Hurricane Ian unleashed "historic" devastation in Florida, leaving a yet unknown number of dead in its wake, officials said Thursday, as the storm regrouped in the Atlantic on a path toward the Carolinas.
The storm, one of the most powerful ever to hit the United States, left hundreds of people in need of rescue, Florida Governor Ron DeSantis said, while warning it was still too early to get a clear picture of how many people had died.
"We absolutely expect to have mortality from this hurricane," he said at a press conference Thursday evening.
President Joe Biden, after a briefing at FEMA emergency management headquarters in Washington, said "this could be the deadliest hurricane in Florida history."
The numbers "are still unclear, but we're hearing reports of what may be substantial loss of life," he added.
DeSantis said concrete information about casualty numbers could be expected "in the coming days."
Fort Myers, where Ian made landfall as a powerful Category 4 hurricane on Wednesday, took much of the brunt of the storm, as streets became rivers and sea water poured into houses.
Dozens of boats moored in the marina were sunk while others were tossed on to downtown streets.
Trees were toppled by the howling winds of up to 150 miles per hour (240 kilometers per hour).
Earlier on Thursday, DeSantis described the destruction in the southwest part of the state as a "500-year flood event."
"We've never seen storm surge of this magnitude," he said.
Tom Johnson, 54, of Fort Myers had a front row seat to the destruction from his apartment on the second floor of a two-story harbourside building.
"I was scared because I've never been through that," Johnson told AFP. "It was just the most horrifying sounds with debris flying everywhere, doors flying off."
His home was undamaged but one of his neighbors, Janelle Thil, 42, was not so lucky and had to ask other residents for help after her ground floor apartment began to flood.

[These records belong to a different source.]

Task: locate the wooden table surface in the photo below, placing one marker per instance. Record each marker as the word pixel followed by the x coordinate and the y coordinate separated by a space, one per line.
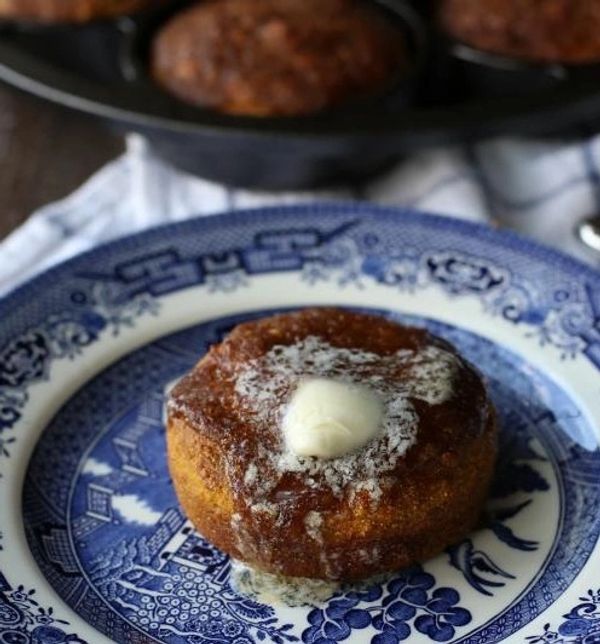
pixel 45 153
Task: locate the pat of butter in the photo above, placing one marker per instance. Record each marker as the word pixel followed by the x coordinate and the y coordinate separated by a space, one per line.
pixel 329 419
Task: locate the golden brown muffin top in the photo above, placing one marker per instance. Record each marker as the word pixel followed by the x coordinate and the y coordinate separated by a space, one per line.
pixel 434 401
pixel 544 30
pixel 277 57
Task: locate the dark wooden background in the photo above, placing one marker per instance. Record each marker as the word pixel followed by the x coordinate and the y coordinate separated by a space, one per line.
pixel 45 153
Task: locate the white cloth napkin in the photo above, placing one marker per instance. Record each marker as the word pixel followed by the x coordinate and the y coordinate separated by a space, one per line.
pixel 539 188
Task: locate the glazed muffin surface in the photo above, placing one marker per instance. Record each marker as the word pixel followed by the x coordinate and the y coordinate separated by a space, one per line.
pixel 277 57
pixel 411 492
pixel 541 30
pixel 69 10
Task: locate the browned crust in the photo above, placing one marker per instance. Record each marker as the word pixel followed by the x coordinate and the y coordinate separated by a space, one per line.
pixel 433 497
pixel 277 57
pixel 69 10
pixel 544 30
pixel 424 515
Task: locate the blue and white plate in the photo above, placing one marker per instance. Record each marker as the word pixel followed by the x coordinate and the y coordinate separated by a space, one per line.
pixel 93 544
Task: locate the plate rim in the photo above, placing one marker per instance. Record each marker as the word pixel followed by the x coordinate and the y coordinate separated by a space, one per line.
pixel 505 237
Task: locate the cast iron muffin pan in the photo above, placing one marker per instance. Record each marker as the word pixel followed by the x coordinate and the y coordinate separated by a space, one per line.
pixel 454 94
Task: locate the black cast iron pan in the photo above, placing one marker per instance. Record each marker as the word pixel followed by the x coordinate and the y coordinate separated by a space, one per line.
pixel 99 69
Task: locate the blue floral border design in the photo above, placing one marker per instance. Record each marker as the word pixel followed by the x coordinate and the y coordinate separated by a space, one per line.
pixel 567 317
pixel 581 624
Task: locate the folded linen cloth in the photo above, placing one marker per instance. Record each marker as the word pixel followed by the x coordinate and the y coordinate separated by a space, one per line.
pixel 539 188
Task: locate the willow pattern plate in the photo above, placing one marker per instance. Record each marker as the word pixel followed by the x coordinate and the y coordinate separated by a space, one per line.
pixel 93 544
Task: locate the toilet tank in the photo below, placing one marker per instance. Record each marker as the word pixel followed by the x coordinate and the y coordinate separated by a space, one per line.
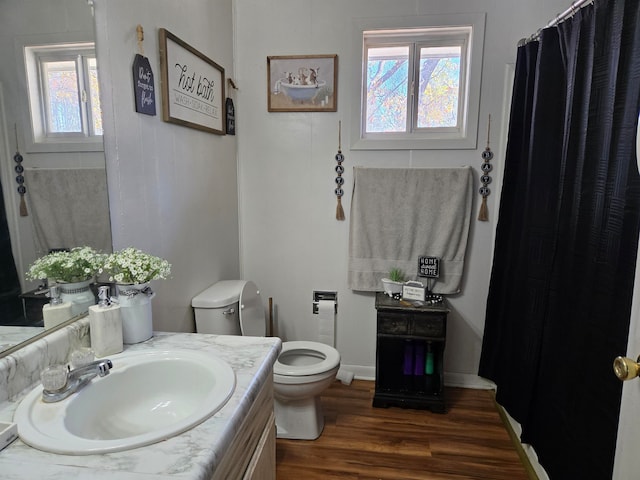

"They got my dogs and then I jumped out of the window and swam," Thil said.
When Thil returned to her apartment after the storm passed, she said she opened the door and "had to wait about five minutes for all the floodwaters to come out."
"I loved my home," she said. "But I'm alive and that's what matters."
According to DeSantis, the area was also dealing with a water main break, which officials were "working to trouble shoot."
A US Coast Guard official said helicopter crews were plucking people from the rooftops of homes inundated by floodwaters.
Nine migrants had been rescued from a boat that sank during the hurricane on Wednesday, leaving 18 missing, the Coast Guard said. Among them were four Cubans who swam to shore in the Florida Keys.
Ian regaining strength
Ian was downgraded to a tropical storm overnight but the National Hurricane Center (NHC) said it regained Category 1 hurricane strength on Thursday afternoon and issued a hurricane warning for the entire coast of South Carolina and part of North Carolina.
Biden declared a "major disaster" in Florida, a move that frees up federal funding for storm relief.
"We're continuing to take swift action to help the families of Florida," he tweeted. "I want the people of Florida to know that we will be here at every step of the way."
Much of Florida's southwest coast was plunged into darkness after the storm wiped out power.
Tracking website poweroutage.us said 2.3 million homes and businesses remained without electricity in the so-called Sunshine State late Thursday.
Two barrier islands near Fort Myers, Pine Island and Sanibel Island, popular with vacationers, were essentially cut off when the storm damaged causeways to the mainland.
Sanibel Island got "hit with really biblical storm surge," DeSantis said, and rescuers were using boats and helicopters to evacuate residents who rode out the storm.
Mandatory evacuation orders had been issued in many areas of Florida ahead of Ian, with several dozen shelters set up.
Airports stopped all commercial flights, and cruise ship companies delayed or canceled voyages.
Before pummeling Florida, Ian plunged all of Cuba into darkness Tuesday after downing the island's power network.
At least two people died in Pinar del Rio province, state media in the country of more than 11 million reported.
Human activity has caused life-threatening climate change resulting in more severe weather events across the globe.